Ball's version of events would mean that every single one of the senior people in his office and the natural resources ministry and the entire new board at Nalcor were negligent and incompetent. It would also mean Ball is trying to divert attention from incompetence rather than dismissing people, which is what that level of cock-up would normally warrant.

It also means that Ball owns every single one of these errors personally.  In itself, that's yet another example of the failure of political management in his office.  If he and his staff had the slightest misgivings about Martin's severance, they could have allowed Nalcor officials to speak about Martin's severance. The fact that Ball took ownership of the issue means that - in effect - he endorsed whatever happened.  Since he keeps doing the same thing over and over and over, this isn't a communications problem.  It's a fundamental failure of political management within Ball's office.

Given the circumstances, it seems far more likely that that Ball knew and approved the payment of severance even if he did not know the precise details.
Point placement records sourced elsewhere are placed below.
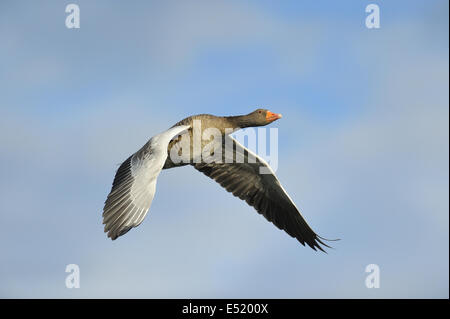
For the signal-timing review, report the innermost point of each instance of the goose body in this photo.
(136, 177)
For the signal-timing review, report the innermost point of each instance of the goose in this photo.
(134, 184)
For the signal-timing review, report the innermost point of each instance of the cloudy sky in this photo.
(363, 146)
Ball may have initiated some sort of review after May 4 - due to the public backlash - but by that time it was too late.  His subsequent comments about exposing the province to further litigation would be related to his change of heart, after the fact, rather than the initial decision, which he obviously knew of and approved.  At that point, yes it would have been impossible to stop the payment.  Ball had a chance to intervene in April but failed to act.  His subsequent media comments would then be nothing more than an effort to cover up his own earlier decisions rather than take responsibility for them.

For what it's worth, here's the SRBP short-hand theory of what happened:
  • Dwight approved the payment in April, without any further thought.  Essentially that's what he did in January 2015 when he took a snap decision [about cutting the House of Assembly] without thinking it through.  Think of it as yet another example of the "I don't have a problem with that" behaviour.
  • Once the severance became controversial, Ball asked justice department folks to see if there was a way to take it back. 
  • At that point,  it was too late so Ball said when asked that any effort to stop the payment would expose the province to a lawsuit it would lose.  He also referred to the old contract signed by the previous administration without mentioning that he had essentially approved the severance for quitting plan in April perhaps without confirming what the contract provided. 
"You know, you have to be in the room, and you have to know what information you have available to you at the time, who was available at the time,” he said. “It’s a decision that was made back in 2005, a decision that was then, I guess, renewed in 2009 by the past administration. They had that information that was available to them.” 
  • That statement about exposing the province to a lawsuit was true at that point after May 5 but in the Ball version he makes it sound like a retroactive excuse for his initial decision.  That way he cannot be wrong. [changed wording for clarity]
  • The way Ball answered questions in Tuesday's scrum sounded like someone talking about actions he wasn't part of.  Ball's version of events seems like an elaborate rationalization as well as an effort to place blame rather than a simple narrative of facts.    

Either way,  what was already a very bad political situation got that much worse for Ball and the Liberals on Tuesday.

This Nalcor story will continue to bleed for the rest of the week since Ball's latest account raises even more unanswered questions than it answered.